Observing this hearing made me think about my mother’s situation and ongoing case. We are quite happy with the care home that mum has been placed in and I have read that it is inadvisable to move somebody with dementia from a place where they’ve been living for a while, and are settled, to anywhere else. This view is obviously dependent on the current care home being of good quality. I read this article which I found on the internet whilst doing some research: “Expert warns of risks of moving people living with dementia“. Even though my mother says she wants to move, hence the Court of Protection case, there seems to be evidence that moving her would be difficult for her and add to her symptoms. This is in fact one of our arguments for saying she should stay where she is. So, it was interesting for me to see that this had not been raised as an issue at this hearing and obviously each case is different.
I really appreciated the summary by the judge, and his welcoming approach. I did miss a quick explanation of who was who and their roles though. I don’t know whether this is normally done or not.
I was struck that continuity of personnel can be difficult and have an impact on time taken to settle cases. Certainly, there seemed to be some new people involved in this case, whether through holidays, COVID-19 etc.
I was impressed that the judge wanted to continue his involvement in this case to ensure continuity. I was also struck by the demands on a judge’s time, especially if they have wider activities, as DJ Eldergill does. And the number of cases and backlog shocked me. I found it interesting that diary scheduling is done in the hearing and this highlights the important role of the clerk.
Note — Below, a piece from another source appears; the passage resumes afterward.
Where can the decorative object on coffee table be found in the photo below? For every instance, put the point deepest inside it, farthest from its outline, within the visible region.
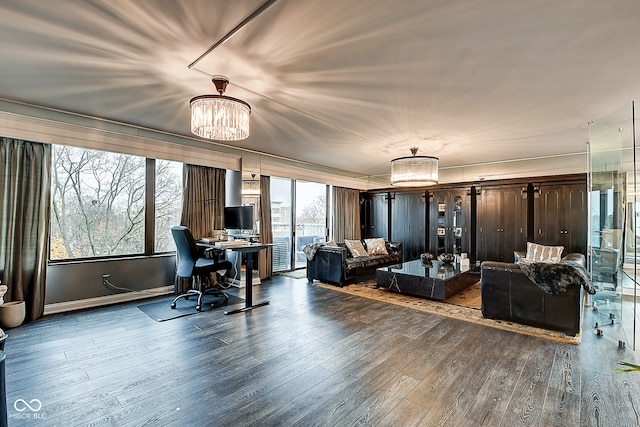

The voice of P seemed to be absent in this hearing and it seems to me that a judicial visit to the care home would be beneficial to her. I thought it was good that the judge was making time to visit her in person rather than trying to do it by phone.
The overall tone of the meeting was very positive, non-adversarial and there seemed to be a large degree of agreement between the participants. The judge was very welcoming and the overall impression from everybody was wanting to do the right thing for P.
Ideally, I would like to attend the final hearing, but due to geographical constraints I won’t be able to. Remote hearings for me make observing a hearing much easier. I was glad I was able to attend and observe this one as I learned a lot from it.
Anna is the daughter of a woman who is currently a P in a Court of Protection s.21A application. She’s not using her real name because she wishes to protect her mother’s privacy, while also hoping that other families can benefit from reading about her family’s experience. She hopes to blog in future about the hearings as the case progresses through the court.
1, ‘“Box work” is when a judge works on cases to make orders which do not require a hearing. Often this will involve giving directions in preparation for a hearing or asking parties to provide additional information before making a final decision.‘ (Thank you to Nicholas O’Brien @CoramNickOBrien for tweeting this response to the blog post.)